Warrior Witch (The Malediction Trilogy #3)

He pulled his hand away from mine, his pain making my teeth ache. I shoved my fingers through the hole, my fingernails scratching against the stone, but my manacle caught on the edge, holding me back. He’d drawn away, pulled in on himself. And as I rested my cheek against the wall, very faintly, I could hear him weeping. In a moment, he’d lost nearly all his living family, the remaining two the perpetrators.

They loved you, I mouthed against the wall, wishing he could hear, though the knowing might make it worse.

“It’s my fault.” His voice hitched. “Because of me, the gates were left unguarded. They might not have been able to stop him, but they would have slowed him down. Given my father enough time to get to her.” A sob tore from his throat. “He knew. That’s why he was running to find her, and I stopped him. Stole those precious seconds that might have made a difference.”

And I’d sent the Queen and the Duchesse running straight toward Roland. If I hadn’t told them Tristan was in the palace, perhaps they would’ve stayed hidden in the garden maze for those precious seconds. We were both complicit. But we weren’t at fault, and neither was Roland.

I clawed my nails against the stone, snagging and tearing them in an attempt to get his attention. “Stop.” Tristan pressed my hand against the ground. I retracted my arm, then turned my hand over and slid it back through, catching hold of him. Flattening his palm, I traced the letters. L.I.S.T.E.N.

Slowly, but methodically, I spelled out my message: I was there. Spoke to Sylvie before she died.

His hand stiffened at the mention of his aunt, but I continued. Angoulême made him do it. Roland wept as he struck the blow.

Silence.

I saw red even in the darkness, and Tristan said, “I’m going to rip his heart out for this. I’m going to make him pay.”

I agreed with the sentiment, but how we would accomplish the act was another matter. Roland might not wish his brother dead, might hate the Duke as much as we did, but he was wholly under Angoulême’s control, which made him an unreliable ally, to say the least. Even if he did somehow help us kill the troll who held his leash, the world would be no better off with us having our revenge. He’d be violent and uncontrollable, and without his magic, there would be no way for Tristan to stop him. Try as I might, I could not see a way through.

I squeezed Tristan’s fingers tight, refusing to give up, and a shiver ran through my body. It was cold, and growing colder by the second.

She was coming.





Chapter Thirty-Seven





Tristan





The walls crackled as the moisture coating them crystallized into frost, the chill biting with every inhalation, my skin burning wherever it was exposed. But even without Winter’s familiar calling card, I would’ve known it was her.
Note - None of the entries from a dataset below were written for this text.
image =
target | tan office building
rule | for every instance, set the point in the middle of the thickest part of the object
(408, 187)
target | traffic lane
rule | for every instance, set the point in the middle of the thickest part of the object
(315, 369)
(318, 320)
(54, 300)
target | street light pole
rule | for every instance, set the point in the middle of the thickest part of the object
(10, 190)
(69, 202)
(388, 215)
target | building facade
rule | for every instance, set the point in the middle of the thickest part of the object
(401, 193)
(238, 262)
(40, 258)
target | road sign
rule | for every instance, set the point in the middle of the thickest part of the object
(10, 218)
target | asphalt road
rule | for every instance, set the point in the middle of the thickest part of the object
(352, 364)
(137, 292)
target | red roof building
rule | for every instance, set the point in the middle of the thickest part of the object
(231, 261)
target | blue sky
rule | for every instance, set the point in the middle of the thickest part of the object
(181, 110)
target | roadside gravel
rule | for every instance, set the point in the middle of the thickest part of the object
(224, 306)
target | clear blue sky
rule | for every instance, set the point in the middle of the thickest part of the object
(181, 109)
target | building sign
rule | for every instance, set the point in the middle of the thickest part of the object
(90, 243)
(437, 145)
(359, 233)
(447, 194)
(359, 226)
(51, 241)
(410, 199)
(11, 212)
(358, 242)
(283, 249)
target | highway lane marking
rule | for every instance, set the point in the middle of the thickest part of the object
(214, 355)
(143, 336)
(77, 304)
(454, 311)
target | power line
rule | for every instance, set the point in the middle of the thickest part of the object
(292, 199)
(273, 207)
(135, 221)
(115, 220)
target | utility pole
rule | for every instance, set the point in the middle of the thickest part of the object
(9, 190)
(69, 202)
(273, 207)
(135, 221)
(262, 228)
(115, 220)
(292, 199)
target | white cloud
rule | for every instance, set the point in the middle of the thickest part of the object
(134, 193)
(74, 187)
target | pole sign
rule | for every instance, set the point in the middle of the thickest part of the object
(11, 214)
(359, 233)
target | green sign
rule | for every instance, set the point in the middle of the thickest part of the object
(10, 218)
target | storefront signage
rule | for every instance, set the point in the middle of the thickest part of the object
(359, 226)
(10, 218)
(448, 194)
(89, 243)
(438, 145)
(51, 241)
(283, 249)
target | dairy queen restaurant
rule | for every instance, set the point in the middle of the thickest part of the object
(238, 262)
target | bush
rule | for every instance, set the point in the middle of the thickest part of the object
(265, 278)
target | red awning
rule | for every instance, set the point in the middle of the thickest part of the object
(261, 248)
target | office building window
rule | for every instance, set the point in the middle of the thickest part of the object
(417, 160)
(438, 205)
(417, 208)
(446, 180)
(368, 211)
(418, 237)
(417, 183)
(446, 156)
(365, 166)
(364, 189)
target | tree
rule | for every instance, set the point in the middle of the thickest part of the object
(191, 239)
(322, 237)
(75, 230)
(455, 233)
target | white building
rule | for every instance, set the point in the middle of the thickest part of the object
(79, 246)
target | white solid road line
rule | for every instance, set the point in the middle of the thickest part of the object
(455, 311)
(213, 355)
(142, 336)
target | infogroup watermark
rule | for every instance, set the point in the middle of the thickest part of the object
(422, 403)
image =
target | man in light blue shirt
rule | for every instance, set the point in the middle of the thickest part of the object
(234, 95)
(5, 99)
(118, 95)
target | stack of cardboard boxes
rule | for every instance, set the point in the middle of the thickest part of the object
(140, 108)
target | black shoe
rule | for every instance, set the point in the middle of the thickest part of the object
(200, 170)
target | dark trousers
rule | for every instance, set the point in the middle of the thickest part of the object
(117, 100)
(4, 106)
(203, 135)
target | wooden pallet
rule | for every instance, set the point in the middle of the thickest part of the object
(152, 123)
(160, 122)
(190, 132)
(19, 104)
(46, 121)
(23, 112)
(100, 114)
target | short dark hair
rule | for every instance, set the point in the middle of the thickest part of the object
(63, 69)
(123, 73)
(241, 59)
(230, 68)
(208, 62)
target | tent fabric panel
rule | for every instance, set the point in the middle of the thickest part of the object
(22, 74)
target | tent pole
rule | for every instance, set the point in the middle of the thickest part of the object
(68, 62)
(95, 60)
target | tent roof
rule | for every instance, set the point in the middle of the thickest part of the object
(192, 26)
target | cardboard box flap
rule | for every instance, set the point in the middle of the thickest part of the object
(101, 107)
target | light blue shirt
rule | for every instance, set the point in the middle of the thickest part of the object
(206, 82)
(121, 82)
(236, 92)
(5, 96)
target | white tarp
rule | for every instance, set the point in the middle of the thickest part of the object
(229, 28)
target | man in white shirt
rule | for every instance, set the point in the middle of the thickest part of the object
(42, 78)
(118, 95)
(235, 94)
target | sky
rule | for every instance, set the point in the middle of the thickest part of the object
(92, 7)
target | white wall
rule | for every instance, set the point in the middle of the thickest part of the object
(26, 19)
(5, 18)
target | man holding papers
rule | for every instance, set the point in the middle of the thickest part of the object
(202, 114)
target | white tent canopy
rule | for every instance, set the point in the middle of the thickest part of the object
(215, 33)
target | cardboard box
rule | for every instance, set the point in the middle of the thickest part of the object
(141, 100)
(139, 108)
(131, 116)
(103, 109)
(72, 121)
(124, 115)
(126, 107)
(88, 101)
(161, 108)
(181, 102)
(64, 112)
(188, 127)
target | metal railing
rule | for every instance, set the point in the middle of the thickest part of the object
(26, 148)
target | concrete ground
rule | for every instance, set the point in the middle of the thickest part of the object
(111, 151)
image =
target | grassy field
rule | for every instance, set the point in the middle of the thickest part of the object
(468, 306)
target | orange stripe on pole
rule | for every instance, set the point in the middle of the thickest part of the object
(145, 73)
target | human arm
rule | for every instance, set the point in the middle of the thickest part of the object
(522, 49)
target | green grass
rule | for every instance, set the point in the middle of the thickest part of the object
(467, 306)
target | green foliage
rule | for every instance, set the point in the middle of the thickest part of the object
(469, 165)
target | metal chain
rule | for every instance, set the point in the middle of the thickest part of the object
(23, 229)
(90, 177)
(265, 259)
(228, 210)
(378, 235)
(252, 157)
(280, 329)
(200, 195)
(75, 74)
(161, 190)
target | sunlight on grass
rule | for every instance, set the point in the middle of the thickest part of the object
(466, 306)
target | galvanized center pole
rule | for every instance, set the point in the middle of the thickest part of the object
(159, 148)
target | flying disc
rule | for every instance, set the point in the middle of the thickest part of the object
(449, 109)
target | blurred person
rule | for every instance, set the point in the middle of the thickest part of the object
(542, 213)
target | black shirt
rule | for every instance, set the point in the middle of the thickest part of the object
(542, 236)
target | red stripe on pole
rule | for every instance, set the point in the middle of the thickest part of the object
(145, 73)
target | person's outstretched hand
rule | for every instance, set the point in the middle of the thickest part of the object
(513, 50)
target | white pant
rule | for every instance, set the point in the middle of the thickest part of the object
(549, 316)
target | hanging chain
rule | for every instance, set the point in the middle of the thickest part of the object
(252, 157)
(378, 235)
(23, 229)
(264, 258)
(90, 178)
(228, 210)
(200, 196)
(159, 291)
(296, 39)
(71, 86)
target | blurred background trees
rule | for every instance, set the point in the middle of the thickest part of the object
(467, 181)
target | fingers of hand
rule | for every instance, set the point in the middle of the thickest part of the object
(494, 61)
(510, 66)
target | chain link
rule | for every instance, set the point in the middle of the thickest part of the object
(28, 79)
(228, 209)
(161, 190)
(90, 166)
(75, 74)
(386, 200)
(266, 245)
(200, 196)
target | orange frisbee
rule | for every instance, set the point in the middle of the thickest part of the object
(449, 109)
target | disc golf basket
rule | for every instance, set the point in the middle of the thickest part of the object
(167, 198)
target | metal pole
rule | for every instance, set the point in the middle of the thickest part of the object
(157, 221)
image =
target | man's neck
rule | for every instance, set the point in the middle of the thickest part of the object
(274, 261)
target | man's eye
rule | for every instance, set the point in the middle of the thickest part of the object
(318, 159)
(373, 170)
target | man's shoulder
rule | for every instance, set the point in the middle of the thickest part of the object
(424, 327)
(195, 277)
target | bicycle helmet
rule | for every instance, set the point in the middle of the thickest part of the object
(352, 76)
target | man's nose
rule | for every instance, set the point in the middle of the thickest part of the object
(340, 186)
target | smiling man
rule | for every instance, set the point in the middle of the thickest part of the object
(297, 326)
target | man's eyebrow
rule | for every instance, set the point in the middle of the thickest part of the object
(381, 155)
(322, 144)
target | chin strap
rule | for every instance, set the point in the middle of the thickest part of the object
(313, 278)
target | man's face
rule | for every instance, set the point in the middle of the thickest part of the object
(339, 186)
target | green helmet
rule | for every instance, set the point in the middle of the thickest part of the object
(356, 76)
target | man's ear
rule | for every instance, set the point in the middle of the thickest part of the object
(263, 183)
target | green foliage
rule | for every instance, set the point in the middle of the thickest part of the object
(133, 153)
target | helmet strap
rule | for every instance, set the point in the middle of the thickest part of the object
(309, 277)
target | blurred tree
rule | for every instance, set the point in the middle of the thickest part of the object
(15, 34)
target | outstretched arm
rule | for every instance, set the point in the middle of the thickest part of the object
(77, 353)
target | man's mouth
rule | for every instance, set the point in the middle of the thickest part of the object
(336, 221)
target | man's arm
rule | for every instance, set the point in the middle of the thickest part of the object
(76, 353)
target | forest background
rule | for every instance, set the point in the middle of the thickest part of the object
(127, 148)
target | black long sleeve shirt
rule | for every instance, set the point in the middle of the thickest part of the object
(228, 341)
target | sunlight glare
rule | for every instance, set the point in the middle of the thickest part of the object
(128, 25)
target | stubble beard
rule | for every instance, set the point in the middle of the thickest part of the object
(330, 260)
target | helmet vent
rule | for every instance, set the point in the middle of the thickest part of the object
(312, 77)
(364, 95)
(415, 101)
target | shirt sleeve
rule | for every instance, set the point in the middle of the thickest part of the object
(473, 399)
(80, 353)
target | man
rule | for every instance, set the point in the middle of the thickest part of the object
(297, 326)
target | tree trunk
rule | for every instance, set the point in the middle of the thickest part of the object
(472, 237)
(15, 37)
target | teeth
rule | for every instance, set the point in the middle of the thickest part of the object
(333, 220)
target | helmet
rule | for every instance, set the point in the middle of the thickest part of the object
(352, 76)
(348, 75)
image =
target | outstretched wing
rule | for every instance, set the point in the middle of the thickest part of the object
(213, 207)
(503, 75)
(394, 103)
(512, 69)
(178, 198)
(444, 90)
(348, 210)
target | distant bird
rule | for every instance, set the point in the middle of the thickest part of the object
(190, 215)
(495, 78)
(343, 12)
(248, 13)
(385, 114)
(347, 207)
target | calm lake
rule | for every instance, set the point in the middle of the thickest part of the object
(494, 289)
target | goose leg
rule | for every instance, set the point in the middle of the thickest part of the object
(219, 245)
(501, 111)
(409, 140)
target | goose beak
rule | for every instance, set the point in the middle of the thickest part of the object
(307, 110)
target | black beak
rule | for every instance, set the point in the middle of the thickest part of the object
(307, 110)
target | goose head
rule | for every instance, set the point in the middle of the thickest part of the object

The magic she’d taken prickled with familiarity, and I felt almost – almost – as though it would do my bidding if I bent my will to it.

“Be silent, no matter what you hear,” I whispered, then I got to my feet, even as I heard a familiar clink of metal coming from Cécile’s cell.

The heavy door tore from its hinges, flipping end over end until it smashed against the end of the hallway with a reverberating crash. “I see you’ve been practicing,” I said, inclining my head to the Queen of Winter and praying Marc had bargained well.

She scowled, face fixed in the visage she’d worn when last I’d seen her. Magic slammed me against the rear of my cell, and I forced a groan into a laugh. “Careful now, I’m feeling fragile, and it would do neither of us any good if you were to accidentally kill me.”

“What makes you believe it would be an accident?” she hissed, grabbing me by the shirt and jerking me forward until we were separated by mere inches.

“Because you wouldn’t have risked coming here if there were anyone else capable of releasing you from this burden,” I said, prying her fingers loose one by one. Physically, I was stronger than her, and that was a very good thing.

Her lip curled. “Take it back. You may consider it a gift.”

I straightened my shirt. “No.”

Magic flexed in the air, and I held up one hand to stall her. “Not as a gift, but I will take it back in exchange for something from you.”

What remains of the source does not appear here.